As of Jan. 18, the deferred asset account had a cumulative balance of $24 billion, according to data from the U.S. Federal Reserve. These are the accumulated and hidden losses of the US central bank. Michael Gray notes: “The Fed is currently losing $2.2 billion a week. If rates don’t change, that means an annual loss of $114 billion. If the Fed continues to tighten as expected, the weekly losses will only increase . And further: “We forecast that the deferred asset account will grow to at least $240 billion over the next two years.”
Will the Federal Reserve be able to absorb the burden of “deferred assets,” or simply put, losses of this magnitude? Michael Gray believes that the camouflage of losses under the guise of accumulation of “deferred assets” it may not last a year or two. It is possible, albeit with great effort, to extend to 2030.
Over the past decade, the Fed has been funneling $50-80 billion a year of its profits into the budget. In 2023-2024, on the contrary, won’t the government have to transfer some of the budget funds to close the hole in the Federal Reserve? Or maybe the US central bank will plug this hole with the help of its capital? However, Michael Gray reminds: the total capital of the Fed is the ridiculous amount of 42 billion dollars. Projected losses for 2023 are nearly three times the Fed’s total capital.
Maybe the Fed will resort to the printing press? But then inflation, which the US central bank is fighting as a financial evil of last resort, will accelerate.
Wherever you throw, everywhere is a dead end. Or maybe the owners of the money (the main shareholders of the US Federal Reserve) have already planned the failure of the US central bank, writing off all its losses as hopeless and creating a new institution in its place? Which will issue an entirely new currency called the “digital dollar”?

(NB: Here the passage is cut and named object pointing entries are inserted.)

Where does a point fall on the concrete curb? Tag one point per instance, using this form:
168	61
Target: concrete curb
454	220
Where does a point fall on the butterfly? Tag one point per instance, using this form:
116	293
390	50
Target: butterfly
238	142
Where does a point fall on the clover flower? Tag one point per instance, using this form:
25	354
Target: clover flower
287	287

Michael Gray considers another possible scenario. As U.S. lawmakers, governments, and citizens realize that the Fed has become a burden on taxpayers, there may be calls for a radical change in the status of the U.S. central bank: “As Congress begins to focus on the Fed losing money for the first time in 107 years, which will cost billions of taxpayer dollars, they can put pressure on the administration to take control and limit the Fed’s independence. The situation may escalate further, as discussions will heat up in the coming months to raise the ceiling on [публичния] debt.
Michael Gray says that as of early 2023, America’s biggest financial problem is the debt ceiling issue. Gray himself, however, thinks the problem of Federal Reserve losses is a higher priority: “Much of the stability of our financial system is due to its belief that the Central Bank is strong and in control. Continued weakness could erode that confidence. Again, this may become more meaningful than the teetering on the edge of raising the debt ceiling.